WBCに招集されている不動のセカンド・牧秀悟とファーストのネフタリ・ソトがチームを離れている関係もあり、内野を器用にこなす林に多くの出場機会が与えられている運もある。しかし同タイプの柴田竜拓やドラゴンズから新加入の京田陽太らを明らかに上回る数字を残し、いまのところ開幕一軍に当確ランプをともしていると言っても、決して過言ではないだろう。
林の魅力は50メートル5秒7の俊足を活かした躍動感あふれるプレースタイルと、自らも認める積極性。これは三浦大輔監督が就任した際に「いかにホームを踏むか」と多彩な攻撃で得点力アップを掲げた理想にピッタリと当てはまるパーツとなっている。
昨年リーグ2位まで躍進したが、バッティングのチームとのイメージとは裏腹に、実際はリリーフ陣を中心とした投手陣の踏ん張りで戦い抜いているのが現状。大きなリードで相手バッテリーを揺さぶり、思い切ったスタートからの盗塁も高い成功率を誇り、送るべき場面ではしっかりと打球を殺す小技もこなす。
また打席での粘りも特出モノで、象徴的だったのは土曜日に行われたソフトバンク戦、2点リード2死満塁の場面。
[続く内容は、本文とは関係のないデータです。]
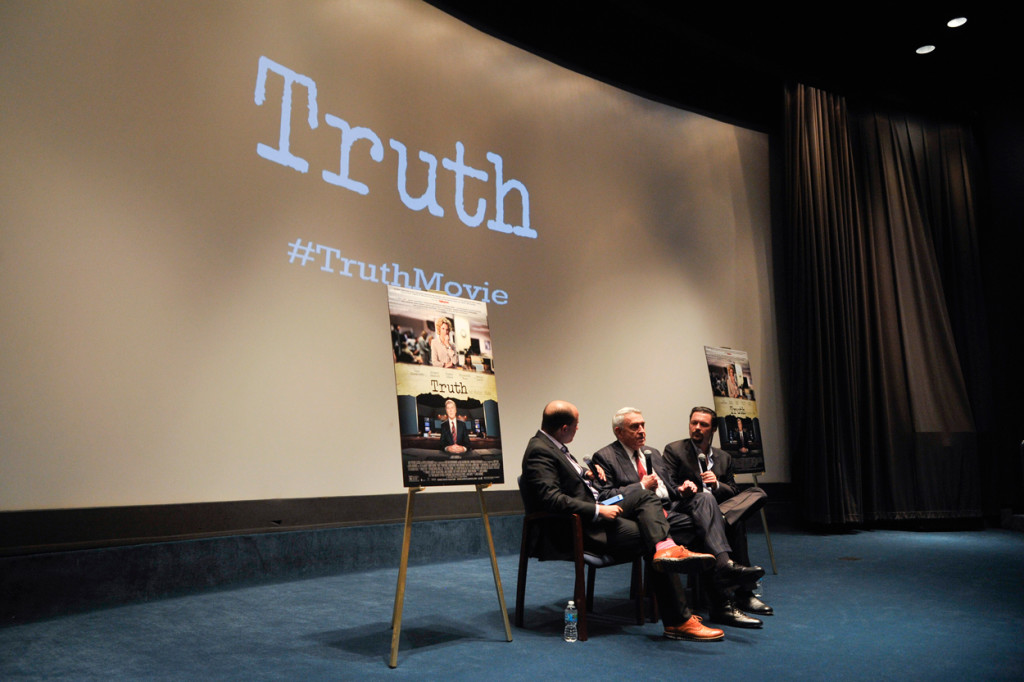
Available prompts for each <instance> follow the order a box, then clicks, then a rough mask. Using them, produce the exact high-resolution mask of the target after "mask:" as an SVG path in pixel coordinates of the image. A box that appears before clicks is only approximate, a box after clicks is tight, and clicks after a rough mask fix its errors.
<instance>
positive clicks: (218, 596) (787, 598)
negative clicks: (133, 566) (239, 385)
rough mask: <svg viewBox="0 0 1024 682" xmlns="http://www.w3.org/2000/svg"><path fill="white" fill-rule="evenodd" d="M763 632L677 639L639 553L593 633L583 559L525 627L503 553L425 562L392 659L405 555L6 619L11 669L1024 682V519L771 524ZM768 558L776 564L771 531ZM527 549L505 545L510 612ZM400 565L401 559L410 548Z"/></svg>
mask: <svg viewBox="0 0 1024 682" xmlns="http://www.w3.org/2000/svg"><path fill="white" fill-rule="evenodd" d="M772 540H773V543H774V549H775V556H776V560H777V562H778V570H779V572H778V574H777V576H772V574H770V570H769V576H768V577H766V579H765V581H764V583H765V597H766V599H767V600H768V601H769V602H770V603H771V604H772V605H773V606H774V607H775V611H776V613H777V615H774V616H772V617H768V619H765V627H764V629H763V630H754V631H748V630H737V629H732V628H727V629H726V640H725V641H724V642H717V643H701V644H697V643H690V642H676V641H669V640H666V639H663V638H662V637H660V633H662V629H660V626H658V625H654V624H648V625H646V626H637V625H635V624H633V623H632V621H631V617H630V616H631V614H632V611H631V608H630V604H629V603H628V602H627V601H626V597H627V593H628V584H629V576H628V572H627V571H628V569H627V567H625V566H623V567H614V568H607V569H603V570H601V571H599V572H598V579H597V591H596V592H597V603H596V605H595V607H596V608H595V610H596V612H595V613H594V614H593V616H592V622H591V639H590V641H588V642H578V643H574V644H567V643H565V642H562V641H561V639H560V630H561V623H560V621H561V608H562V606H563V605H564V602H565V600H566V599H567V598H568V596H569V592H570V591H571V574H570V566H569V564H567V563H560V562H555V563H538V562H536V561H531V563H530V567H529V578H528V583H527V591H526V608H525V617H526V628H525V629H521V630H520V629H515V628H513V631H512V634H513V640H514V641H512V642H507V641H505V630H504V626H503V623H502V617H501V614H500V611H499V608H498V599H497V596H496V592H495V586H494V580H493V577H492V572H490V563H489V561H488V560H487V559H486V558H478V559H467V560H461V561H457V562H451V563H435V564H430V565H419V566H412V567H410V570H409V584H408V589H407V595H406V603H404V613H403V619H402V636H401V646H400V651H399V656H398V667H397V668H396V669H394V670H391V669H389V668H388V666H387V664H388V658H389V652H390V637H391V630H390V619H391V609H392V607H393V600H394V590H395V583H396V580H397V566H396V565H395V567H394V568H387V569H373V570H365V571H359V572H347V573H344V574H337V576H328V577H318V578H310V579H307V580H296V581H290V582H285V583H280V584H273V585H260V586H255V587H243V588H238V589H223V590H208V591H201V592H197V593H195V594H191V595H189V596H183V597H175V598H168V599H160V600H154V601H151V602H147V603H136V604H131V605H125V606H118V607H112V608H106V609H98V610H92V611H89V612H83V613H76V614H71V615H66V616H59V617H53V619H49V620H45V621H40V622H36V623H30V624H25V625H16V626H9V627H6V628H2V629H0V679H4V680H45V679H59V680H65V679H67V680H121V679H127V680H243V679H244V680H296V679H301V680H346V679H359V680H406V679H419V680H422V679H428V680H434V679H446V680H464V679H466V680H468V679H474V680H538V679H543V678H549V677H553V676H558V677H563V678H577V679H578V678H583V677H587V678H593V679H601V680H605V679H611V678H617V677H621V676H622V677H640V678H645V679H664V678H668V677H677V676H678V677H683V676H692V675H700V674H703V675H708V676H710V678H711V679H714V680H732V679H735V680H744V681H746V682H750V681H751V680H761V679H772V678H777V679H787V680H788V679H829V680H830V679H841V680H842V679H849V680H867V679H897V678H899V679H908V680H953V679H972V680H1019V679H1021V677H1022V674H1024V673H1022V666H1024V535H1022V534H1019V532H1014V531H1007V530H984V531H969V532H909V531H888V530H885V531H883V530H874V531H862V532H856V534H851V535H831V536H815V535H804V534H793V532H775V534H773V535H772ZM750 541H751V553H752V558H753V559H754V560H755V561H756V562H759V563H761V564H762V565H764V566H766V567H767V566H768V565H769V561H768V552H767V548H766V544H765V542H764V536H762V535H759V534H751V536H750ZM516 561H517V557H515V556H502V557H499V563H500V569H501V576H502V581H503V583H504V588H505V596H506V597H505V598H506V603H507V604H508V606H509V611H510V612H509V619H510V621H511V619H512V612H511V611H512V609H513V608H514V604H515V581H516ZM395 563H397V557H395Z"/></svg>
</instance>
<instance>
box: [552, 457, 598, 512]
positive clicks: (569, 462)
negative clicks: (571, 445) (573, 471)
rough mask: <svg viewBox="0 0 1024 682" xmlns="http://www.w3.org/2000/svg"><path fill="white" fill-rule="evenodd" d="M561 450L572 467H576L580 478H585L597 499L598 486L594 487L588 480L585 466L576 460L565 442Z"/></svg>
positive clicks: (573, 467)
mask: <svg viewBox="0 0 1024 682" xmlns="http://www.w3.org/2000/svg"><path fill="white" fill-rule="evenodd" d="M561 450H562V453H563V454H564V455H565V458H566V459H567V460H568V461H569V464H571V465H572V468H573V469H575V471H577V474H578V475H579V476H580V478H583V482H584V483H585V484H586V485H587V489H589V491H590V494H591V495H593V496H594V499H595V500H597V496H598V492H597V488H596V487H594V485H593V484H592V483H591V482H590V481H589V480H587V476H586V472H585V471H584V469H583V467H582V466H580V463H579V462H577V461H575V458H574V457H572V456H571V455H570V454H569V449H568V447H566V446H565V444H564V443H563V444H562V449H561Z"/></svg>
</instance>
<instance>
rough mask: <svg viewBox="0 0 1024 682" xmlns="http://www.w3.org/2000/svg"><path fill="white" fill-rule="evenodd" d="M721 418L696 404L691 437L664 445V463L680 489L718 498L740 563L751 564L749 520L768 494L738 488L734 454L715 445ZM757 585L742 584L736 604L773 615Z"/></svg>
mask: <svg viewBox="0 0 1024 682" xmlns="http://www.w3.org/2000/svg"><path fill="white" fill-rule="evenodd" d="M717 422H718V417H717V415H716V414H715V411H714V410H712V409H711V408H703V407H697V408H693V409H692V410H691V411H690V423H689V430H690V437H689V438H686V439H683V440H676V441H674V442H671V443H669V444H668V445H666V446H665V462H666V466H667V468H668V473H669V476H670V484H671V485H672V486H673V487H675V488H676V489H677V491H680V492H681V493H682V491H684V489H687V491H692V493H689V494H686V493H683V495H684V496H685V495H689V497H690V498H693V497H697V496H700V497H708V498H712V499H714V500H715V502H716V503H717V504H718V507H719V509H720V510H721V513H722V514H723V516H724V517H725V527H726V534H727V536H728V539H729V544H730V545H731V546H732V550H733V555H734V557H735V559H736V561H737V562H738V563H742V564H750V554H749V553H748V551H746V525H745V523H746V519H748V518H750V517H751V516H752V515H754V513H756V512H757V511H758V510H760V509H761V508H762V507H764V505H765V502H766V501H767V495H766V494H765V492H764V491H763V489H761V488H760V487H757V486H752V487H748V488H745V489H743V491H739V488H738V487H737V486H736V479H735V476H734V474H733V473H732V457H731V456H730V455H729V454H728V453H726V452H725V451H722V450H718V449H717V447H712V445H711V441H712V438H713V437H714V435H715V428H716V426H717ZM753 587H754V585H753V584H752V583H748V584H744V585H740V586H739V587H738V588H737V589H736V591H735V594H734V602H735V604H736V606H737V607H738V608H739V609H741V610H743V611H746V612H748V613H756V614H758V615H771V614H772V613H773V610H772V607H771V606H769V605H768V604H766V603H764V602H763V601H761V600H760V599H758V598H757V597H755V596H754V591H753Z"/></svg>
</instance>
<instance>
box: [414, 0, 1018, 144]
mask: <svg viewBox="0 0 1024 682" xmlns="http://www.w3.org/2000/svg"><path fill="white" fill-rule="evenodd" d="M428 1H429V2H430V3H431V4H433V5H435V6H437V7H439V8H441V9H443V10H445V11H447V12H450V13H452V14H453V15H455V16H458V17H459V18H461V19H463V20H465V22H467V23H468V24H470V25H472V26H475V27H476V28H478V29H480V30H481V31H484V32H486V33H489V34H493V35H495V36H497V37H499V38H502V39H504V40H506V41H508V42H510V43H513V44H515V45H518V46H520V47H523V48H525V49H528V50H530V51H532V52H536V53H538V54H540V55H542V56H545V57H547V58H549V59H551V60H553V61H555V62H558V63H561V65H563V66H565V67H568V68H570V69H573V70H575V71H580V72H582V73H585V74H587V75H589V76H592V77H595V78H599V79H601V80H604V81H607V82H609V83H612V84H614V85H616V86H620V87H623V88H625V89H628V90H632V91H634V92H638V93H640V94H644V95H646V96H650V97H653V98H656V99H662V100H664V101H667V102H669V103H673V104H677V105H680V106H685V108H688V109H695V110H697V111H705V112H708V113H712V114H715V115H717V116H720V117H724V118H730V119H735V120H738V121H741V122H746V123H749V124H752V125H755V126H758V127H762V126H764V127H770V126H772V125H773V124H774V122H775V119H776V118H777V116H778V112H779V111H780V104H779V102H780V101H781V97H782V94H781V92H782V84H783V83H785V82H802V83H805V84H807V85H812V86H815V87H819V88H824V89H827V90H829V91H831V92H835V93H838V94H843V95H846V96H848V97H849V98H850V99H851V100H854V101H859V100H866V101H870V102H872V103H878V104H882V105H891V106H897V108H903V109H906V110H908V111H911V112H919V113H929V114H936V115H940V116H949V117H955V118H965V117H973V116H976V115H978V114H979V112H980V111H981V110H984V109H986V108H988V106H992V105H998V106H1002V105H1005V104H1007V103H1009V102H1012V103H1013V104H1014V105H1016V104H1017V103H1018V102H1019V99H1020V93H1021V87H1020V85H1019V82H1020V80H1021V79H1020V76H1019V74H1018V73H1017V71H1018V68H1017V65H1018V63H1019V62H1020V58H1019V57H1018V58H1013V56H1012V54H1011V52H1012V50H1013V49H1015V48H1016V44H1015V43H1013V41H1012V38H1011V34H1013V33H1015V29H1014V27H1013V26H1012V25H1011V23H1010V19H1009V17H1008V16H1007V14H1008V12H1007V11H1006V10H1005V9H1004V10H999V11H996V10H994V9H992V8H991V7H989V8H977V7H976V5H977V4H979V3H964V2H947V1H945V0H937V1H935V2H930V3H927V4H926V3H899V2H889V3H881V2H861V3H846V4H844V5H839V6H837V5H830V4H829V5H828V6H825V5H820V6H814V7H813V8H811V9H803V10H798V9H796V8H785V7H782V8H780V7H778V6H777V5H779V4H781V3H761V4H760V5H758V6H755V7H752V8H746V7H744V8H740V7H738V6H736V5H735V4H733V3H728V4H726V3H719V5H718V7H720V8H709V7H708V6H706V5H707V4H708V3H692V2H682V1H679V0H674V1H670V0H589V1H587V2H578V1H570V0H547V1H539V0H511V1H506V2H497V1H487V0H428ZM908 4H910V5H914V7H912V8H911V7H907V6H906V5H908ZM1005 6H1006V5H1004V7H1005ZM961 15H963V16H967V17H968V23H967V25H966V26H964V27H962V28H959V29H948V28H946V26H945V23H946V22H947V20H948V19H949V18H952V17H953V16H961ZM926 43H932V44H934V45H936V46H937V49H936V51H935V52H933V53H931V54H928V55H918V54H915V53H914V49H915V48H916V47H918V46H920V45H922V44H926ZM1011 46H1012V47H1011Z"/></svg>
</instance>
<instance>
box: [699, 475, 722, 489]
mask: <svg viewBox="0 0 1024 682" xmlns="http://www.w3.org/2000/svg"><path fill="white" fill-rule="evenodd" d="M700 480H702V481H703V483H705V485H707V486H708V487H710V488H712V489H714V488H716V487H718V476H716V475H715V474H714V473H712V472H711V471H705V472H703V473H702V474H700Z"/></svg>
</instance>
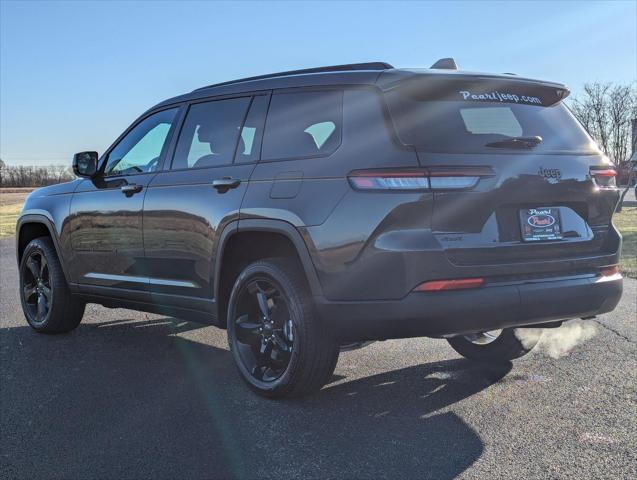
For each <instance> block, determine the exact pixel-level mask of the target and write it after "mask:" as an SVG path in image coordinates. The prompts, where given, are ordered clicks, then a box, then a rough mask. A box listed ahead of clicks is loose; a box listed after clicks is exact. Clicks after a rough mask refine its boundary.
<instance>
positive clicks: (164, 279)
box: [84, 272, 199, 288]
mask: <svg viewBox="0 0 637 480" xmlns="http://www.w3.org/2000/svg"><path fill="white" fill-rule="evenodd" d="M84 278H95V279H98V280H110V281H113V282H130V283H148V284H149V285H165V286H169V287H185V288H199V285H197V284H196V283H194V282H188V281H185V280H168V279H163V278H151V277H142V276H138V275H113V274H110V273H96V272H90V273H87V274H86V275H84Z"/></svg>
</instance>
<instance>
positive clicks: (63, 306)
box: [20, 237, 85, 333]
mask: <svg viewBox="0 0 637 480" xmlns="http://www.w3.org/2000/svg"><path fill="white" fill-rule="evenodd" d="M20 300H21V303H22V311H23V312H24V316H25V317H26V319H27V322H28V323H29V325H30V326H31V327H32V328H33V329H34V330H36V331H38V332H41V333H64V332H68V331H70V330H73V329H74V328H75V327H77V326H78V325H79V323H80V322H81V321H82V316H83V315H84V307H85V304H84V302H81V301H79V300H77V299H76V298H74V297H73V295H72V294H71V292H70V291H69V288H68V285H67V284H66V279H65V277H64V272H62V266H61V265H60V260H59V259H58V256H57V252H56V251H55V247H54V246H53V242H51V239H50V238H49V237H39V238H36V239H34V240H32V241H31V242H30V243H29V244H28V245H27V246H26V248H25V249H24V253H23V254H22V260H21V261H20Z"/></svg>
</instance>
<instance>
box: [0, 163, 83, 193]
mask: <svg viewBox="0 0 637 480" xmlns="http://www.w3.org/2000/svg"><path fill="white" fill-rule="evenodd" d="M73 178H74V175H73V172H72V170H71V168H70V167H68V166H66V165H47V166H41V167H35V166H24V165H5V164H4V162H2V160H0V187H44V186H46V185H53V184H54V183H61V182H68V181H69V180H72V179H73Z"/></svg>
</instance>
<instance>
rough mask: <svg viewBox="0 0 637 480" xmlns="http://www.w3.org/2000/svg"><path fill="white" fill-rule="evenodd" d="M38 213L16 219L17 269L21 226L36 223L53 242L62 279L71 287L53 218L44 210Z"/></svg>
mask: <svg viewBox="0 0 637 480" xmlns="http://www.w3.org/2000/svg"><path fill="white" fill-rule="evenodd" d="M37 212H38V213H26V214H23V215H21V216H20V218H18V222H17V225H16V236H15V246H16V249H15V252H16V260H17V262H18V267H19V266H20V234H21V232H22V226H23V225H25V224H27V223H38V224H41V225H44V226H45V227H46V228H47V230H48V231H49V235H50V237H51V240H53V246H54V248H55V252H56V253H57V256H58V258H59V260H60V265H61V266H62V272H63V273H64V278H65V279H66V283H67V284H68V285H69V286H70V287H71V286H72V283H71V282H70V277H69V274H68V272H67V266H66V262H65V261H64V255H63V253H62V249H61V248H60V239H59V238H58V234H57V229H56V228H55V223H54V222H53V218H52V217H51V216H50V214H49V212H47V211H45V210H37Z"/></svg>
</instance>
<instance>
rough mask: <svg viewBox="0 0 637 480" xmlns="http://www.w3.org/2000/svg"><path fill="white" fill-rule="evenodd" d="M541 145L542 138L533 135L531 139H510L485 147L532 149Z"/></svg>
mask: <svg viewBox="0 0 637 480" xmlns="http://www.w3.org/2000/svg"><path fill="white" fill-rule="evenodd" d="M540 143H542V137H540V136H539V135H535V136H533V137H511V138H505V139H504V140H498V141H496V142H489V143H486V144H485V145H484V146H485V147H493V148H534V147H537V146H538V145H539V144H540Z"/></svg>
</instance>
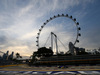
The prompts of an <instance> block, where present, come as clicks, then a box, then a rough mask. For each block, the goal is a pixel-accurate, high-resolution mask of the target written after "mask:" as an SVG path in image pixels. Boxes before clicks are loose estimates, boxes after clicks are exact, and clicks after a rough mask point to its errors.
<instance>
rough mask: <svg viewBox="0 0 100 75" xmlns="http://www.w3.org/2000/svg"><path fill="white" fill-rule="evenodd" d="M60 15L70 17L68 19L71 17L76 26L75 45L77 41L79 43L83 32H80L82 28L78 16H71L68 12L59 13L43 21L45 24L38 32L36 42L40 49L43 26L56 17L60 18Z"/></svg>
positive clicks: (45, 25) (41, 27)
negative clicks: (78, 20)
mask: <svg viewBox="0 0 100 75" xmlns="http://www.w3.org/2000/svg"><path fill="white" fill-rule="evenodd" d="M59 17H65V18H68V19H71V20H72V21H73V22H74V24H75V26H76V31H77V33H76V38H75V41H74V42H73V44H74V45H75V44H76V43H79V40H78V37H79V36H81V34H80V33H79V31H80V30H81V28H80V27H79V22H77V21H76V18H73V17H72V16H69V15H68V14H61V15H60V14H58V15H54V16H53V17H50V18H49V19H48V20H46V22H44V23H43V25H42V26H41V28H40V29H39V31H38V33H37V37H36V38H37V40H36V43H37V45H36V46H37V48H38V49H39V48H40V42H39V39H40V34H41V32H42V30H43V28H44V27H45V26H46V25H47V23H49V22H50V21H51V20H54V19H56V18H59Z"/></svg>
百戦錬磨の又吉克樹相手に3球で追い込まれるも、シュート、ストレート、チェンジアップに対しミートポイントを身体の近くにずらすとともに巧みなバットコントロールで逆方向にファールで逃れながら、最後はインコースに来た9球目のカットボールを引っ張ってタイムリーヒットとした。
「必死に食らいつきました。いいところに転がってくれて良かったです」とコメントしたが、コースに逆らわずに打ち返す技術は新人離れしている大卒ルーキー。シーズンインしてからも、好守に新しいオプションをもたらす存在として輝いてくれそうだ。